Obduskey v. McCarthy & Holthus LLP

Summarized by:

  • Court: United States Supreme Court
  • Area(s) of Law: Consumer Credit
  • Date Filed: March 20, 2019
  • Case #: 17-1307
  • Judge(s)/Court Below: BREYER, J., delivered the opinion for a unanimous Court. SOTOMAYOR, J., filed a concurring opinion.
  • Full Text Opinion

A business engaged only in nonjudicial foreclosure proceedings does not constitute a debt collector under section 1692a(6) of the Fair Debt Collection Practices Act (FDCPA), with the exception of the limited purpose definition of section 1692f(6).

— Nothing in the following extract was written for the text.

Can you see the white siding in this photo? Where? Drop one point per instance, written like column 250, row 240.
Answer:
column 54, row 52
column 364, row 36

Petitioner purchased a home with a loan secured by the property and subsequently defaulted. The bank hired Respondent to act as an agent in commencing a nonjudicial foreclosure. Petitioner filed a lawsuit alleging that Respondent violated the Fair Debt Collection Practices Act’s (Act) requirement that a “debt collector” cease collection and obtain verification of a debt when a consumer disputes the amount due. The district court dismissed the suit and the Tenth Circuit affirmed, concluding that Respondent did not constitute a “debt collector” subject to the verification procedure. The Supreme Court agreed, first citing that the text of the Act, which contained a sentence noting that a “debt collector” also included businesses that principally enforce a security interest. The Court reasoned that the use of the term “also” suggested such inclusion was in addition to, and thus separate from, the definition provided in the Act’s primary definition. The Court also reasoned that the disparate treatment between enforcement of a security interest and general debt collection likely resulted from Congress’s desire to avoid conflicts with state nonjudicial foreclosure schemes. Finally, the Court cited legislative history as confirming such a reading through a compromise between two versions of the Act. AFFIRMED.